Tuesday, March 19, 2019

2 Advisories Published – 03-19-19


Today the DHS NCCIC-ICS published two control system security advisories for products from Columbia Weather Systems and AVEVA.

Columbia Advisory


This advisory describes six vulnerabilities in the Columbia Weather MicroServer weather monitoring system. The vulnerabilities were reported by John Elder and Tom Westenberg of Applied Risk. Columbia has a firmware update that mitigates the vulnerability. There is no indication that the researchers have been provided an opportunity to verify the efficacy of the fix.

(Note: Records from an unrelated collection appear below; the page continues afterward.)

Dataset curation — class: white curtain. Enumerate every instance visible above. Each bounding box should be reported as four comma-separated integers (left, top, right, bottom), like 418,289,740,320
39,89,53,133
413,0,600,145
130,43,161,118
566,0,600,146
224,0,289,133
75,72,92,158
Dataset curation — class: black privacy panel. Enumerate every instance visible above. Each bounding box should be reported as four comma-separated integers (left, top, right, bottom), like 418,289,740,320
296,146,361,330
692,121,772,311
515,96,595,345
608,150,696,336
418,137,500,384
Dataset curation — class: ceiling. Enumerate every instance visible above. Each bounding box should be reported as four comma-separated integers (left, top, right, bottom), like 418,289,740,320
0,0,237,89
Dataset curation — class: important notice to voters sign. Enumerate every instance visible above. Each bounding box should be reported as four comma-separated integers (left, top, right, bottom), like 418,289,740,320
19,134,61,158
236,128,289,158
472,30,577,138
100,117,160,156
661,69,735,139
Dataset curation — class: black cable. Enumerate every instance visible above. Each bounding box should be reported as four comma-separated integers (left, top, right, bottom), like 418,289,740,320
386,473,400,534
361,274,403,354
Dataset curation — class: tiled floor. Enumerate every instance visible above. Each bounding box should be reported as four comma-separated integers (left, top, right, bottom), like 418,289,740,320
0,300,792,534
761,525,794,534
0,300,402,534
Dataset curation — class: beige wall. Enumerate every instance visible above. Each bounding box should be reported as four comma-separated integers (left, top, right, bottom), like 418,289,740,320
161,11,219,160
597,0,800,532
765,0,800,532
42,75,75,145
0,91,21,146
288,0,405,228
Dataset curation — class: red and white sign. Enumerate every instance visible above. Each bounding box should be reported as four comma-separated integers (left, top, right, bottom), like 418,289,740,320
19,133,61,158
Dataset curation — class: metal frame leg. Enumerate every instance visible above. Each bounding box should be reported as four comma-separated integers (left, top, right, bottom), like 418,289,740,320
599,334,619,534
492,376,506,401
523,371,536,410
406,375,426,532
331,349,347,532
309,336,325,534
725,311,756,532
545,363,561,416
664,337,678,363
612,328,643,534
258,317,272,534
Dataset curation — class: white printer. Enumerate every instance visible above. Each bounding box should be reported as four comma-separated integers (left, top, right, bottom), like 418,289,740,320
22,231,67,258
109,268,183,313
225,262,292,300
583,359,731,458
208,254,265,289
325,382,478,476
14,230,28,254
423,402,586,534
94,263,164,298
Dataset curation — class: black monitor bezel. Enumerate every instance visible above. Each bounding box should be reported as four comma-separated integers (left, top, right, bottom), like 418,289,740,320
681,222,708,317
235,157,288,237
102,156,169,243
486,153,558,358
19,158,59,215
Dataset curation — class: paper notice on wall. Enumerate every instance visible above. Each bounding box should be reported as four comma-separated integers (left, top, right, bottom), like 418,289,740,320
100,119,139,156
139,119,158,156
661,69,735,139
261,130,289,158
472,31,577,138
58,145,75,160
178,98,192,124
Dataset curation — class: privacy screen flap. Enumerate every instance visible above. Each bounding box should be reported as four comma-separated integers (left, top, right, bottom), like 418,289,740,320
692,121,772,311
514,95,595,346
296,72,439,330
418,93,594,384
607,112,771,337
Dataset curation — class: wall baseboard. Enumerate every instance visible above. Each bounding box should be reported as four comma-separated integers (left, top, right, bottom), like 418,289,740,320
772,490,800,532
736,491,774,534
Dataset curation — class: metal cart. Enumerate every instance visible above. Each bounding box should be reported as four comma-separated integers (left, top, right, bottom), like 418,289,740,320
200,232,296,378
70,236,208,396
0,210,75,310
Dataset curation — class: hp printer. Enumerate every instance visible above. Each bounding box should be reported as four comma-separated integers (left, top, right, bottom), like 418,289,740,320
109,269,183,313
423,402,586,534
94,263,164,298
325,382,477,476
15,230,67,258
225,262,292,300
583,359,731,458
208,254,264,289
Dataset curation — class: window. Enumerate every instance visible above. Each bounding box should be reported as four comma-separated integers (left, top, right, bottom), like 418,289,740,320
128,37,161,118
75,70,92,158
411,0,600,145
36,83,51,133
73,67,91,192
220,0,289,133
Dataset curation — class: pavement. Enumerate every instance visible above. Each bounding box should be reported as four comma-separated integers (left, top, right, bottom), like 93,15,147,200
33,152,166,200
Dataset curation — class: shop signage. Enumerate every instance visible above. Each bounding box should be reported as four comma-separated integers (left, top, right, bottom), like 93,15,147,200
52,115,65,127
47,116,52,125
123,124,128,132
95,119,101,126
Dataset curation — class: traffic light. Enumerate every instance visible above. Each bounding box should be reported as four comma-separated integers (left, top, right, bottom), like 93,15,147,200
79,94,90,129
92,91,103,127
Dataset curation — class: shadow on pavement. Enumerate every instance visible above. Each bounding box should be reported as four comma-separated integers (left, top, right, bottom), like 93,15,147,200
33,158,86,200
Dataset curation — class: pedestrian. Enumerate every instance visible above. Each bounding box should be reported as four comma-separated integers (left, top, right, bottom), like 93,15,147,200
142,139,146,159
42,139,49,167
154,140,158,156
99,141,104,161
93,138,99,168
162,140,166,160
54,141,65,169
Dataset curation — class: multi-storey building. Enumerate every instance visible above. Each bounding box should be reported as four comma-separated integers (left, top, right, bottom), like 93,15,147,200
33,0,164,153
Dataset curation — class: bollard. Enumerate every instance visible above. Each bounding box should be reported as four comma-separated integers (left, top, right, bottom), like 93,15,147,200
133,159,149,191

The six reported vulnerabilities are:

• Cross-site scripting (2) - CVE-2018-18875 and CVE-2018-18880;
• Path traversal - CVE-2018-18876;
• Improper authentication - CVE-2018-18877;
• Improper input validation - CVE-2018-18878; and
Code injection - CVE-2018-18879

NCCIC-ICS reports that a relatively low-skilled attacker could remotely exploit these vulnerabilities to allow disclosure of data, cause a denial-of-service condition, and allow remote code execution.

AVEVA Advisory


This advisory describes an uncontrolled search path element vulnerability in the AVEVA InduSoft Web Studio, InTouch Edge HMI products. The vulnerability is in a third-party component; Gemalto Sentinel UltraPro encryption keys (separately reported last week). The vulnerability was reported by ADLab of Venustech. AVEVA has updates available to mitigate the vulnerability. There is no indication that the researchers have been provided an opportunity to verify the efficacy of the fix.

NCCIC-ICS reports that a relatively low-skilled attacker with uncharacterized access could exploit this vulnerability to allow execution of unauthorized code or commands.

NOTE: I wonder how many other vendors are using the Gemalto product?